Network Best Practices for Salesforce Architects

For an architect or a developer implementing applications on the Salesforce1 platform, network-conscious testing is becoming increasingly important when analyzing application performance. This guide covers best practices that will help you identify risks and find solutions to network related challenges.

Introduction

Profiling application performance and running performance tests are critical ‘laboratory’ activities to validate that your Apex and SOQL code is optimized for scalability and that Visualforce page designs are following best practices. However, to make sure your application is ready for the real world, you need to also take into account that users will be accessing it from various geo-locations with different levels of network connectivity. As an architect, your mission is to successfully launch an application that performs well even with such network variation. You certainly don’t want to hear from end-users after the production goes live saying “Why is my page taking so long to load when my colleague can load it in a second?” Continue reading to learn best practices that will help you identify risks and find solutions to network related challenges as an architect.

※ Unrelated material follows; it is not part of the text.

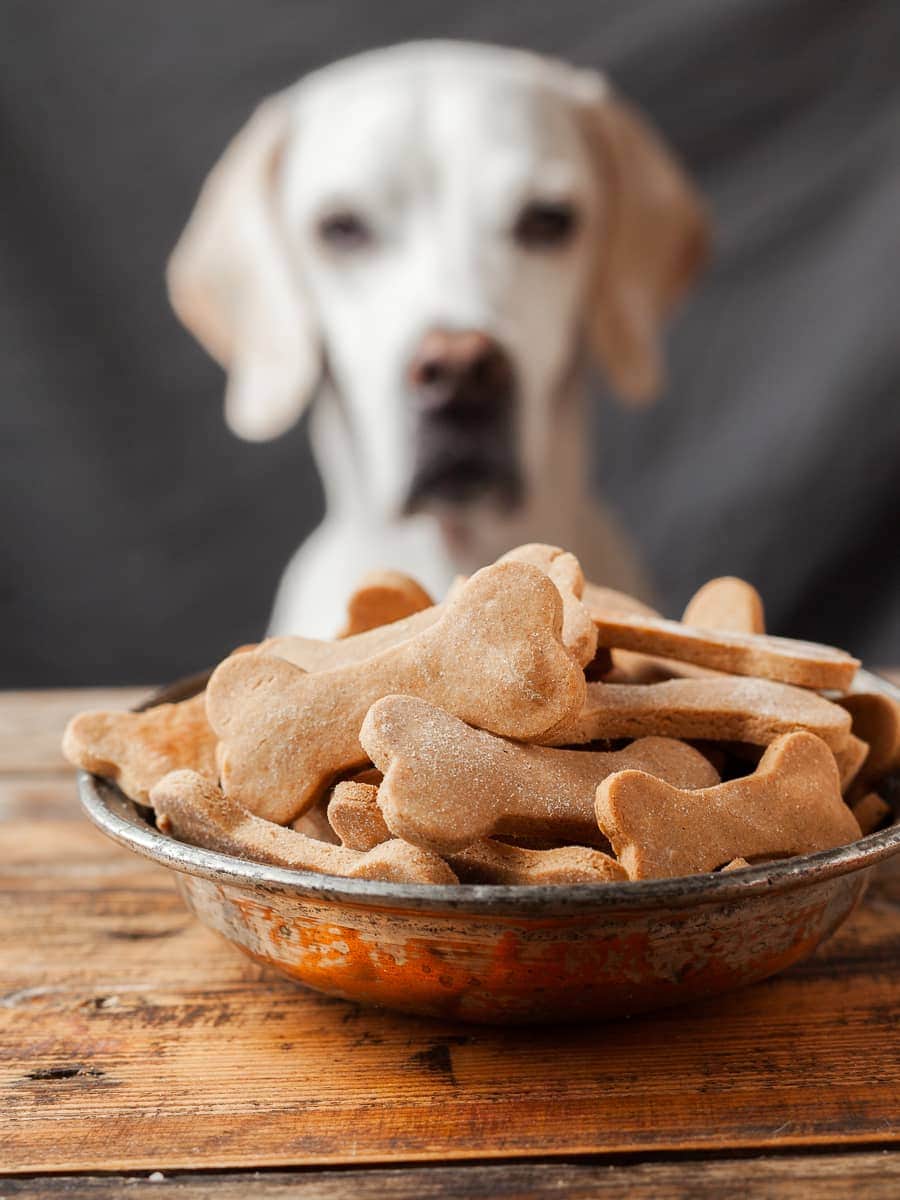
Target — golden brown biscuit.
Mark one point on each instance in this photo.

Assessing network performance for Salesforce users

If someone is asking “Why is my page taking so long to load when my colleague can load it in a second?,” chances are the users are set up differently and the time or size to render the content is not the same. To make sure you’re comparing apples to apples and focusing on networking, you must have a controlled setup that should ideally:

Have at least two almost identical terminals (PCs) in two or more different locations: one geographically closer to the Salesforce data center (i.e., where the colleague is) and others in remote sites (i.e., where your offices are).
Access the target (e.g., Visualforce page) using the same browser and user (or set of users) to rule out as much variabilities as possible.
Use the same tools to measure the timing (explained in following sections).
Run tests within similar time frames to assess issues related to network bandwidth, and multiple times to rule out cache effects.

If you don’t have access to remote locations to run tests, there are tools such as Charles or Shunra as well as utilities such as netem and ipfw that allow you to artificially add latency and bandwidth limits to simulate different network environments.

Once you have a controlled testing setup, you are ready to collect benchmark statistics and use them to iteratively assess performance tuning efforts. Regardless of how you set up your tests or which tool you choose to run them, there are ultimately two things we’re after:

Reducing the payload.
Reducing the network latency.

For the sake of simplicity, we will discuss one at a time in the following sections. However, keep in mind that it is important to look at both, not just one.

Reducing payload

The goal of reducing payload is to reduce network time. Given that you are testing and comparing identical pages with consistent content sizes, the time spent on the server side and rendering at the client side should both be very similar. The larger the difference in time spent on downloading resources, and the more significant portion it takes up relative to the overall duration of the request, the more networking performance improvements you are likely to get by reviewing the page design and reducing the payload.

You don’t have to have fancy application performance monitoring (APM) tools to assess payload. You can use free browser tools to collect key metrics. Chrome, Firefox, and Internet Explorer each have similar tools that give you graphical representations of where the time is spent from the moment the page request is sent to Salesforce to when the user perceives the page being ‘loaded’ all the way to when the entire rendering process is complete. You can also use tools such as Fiddler or Charles to do advanced analysis.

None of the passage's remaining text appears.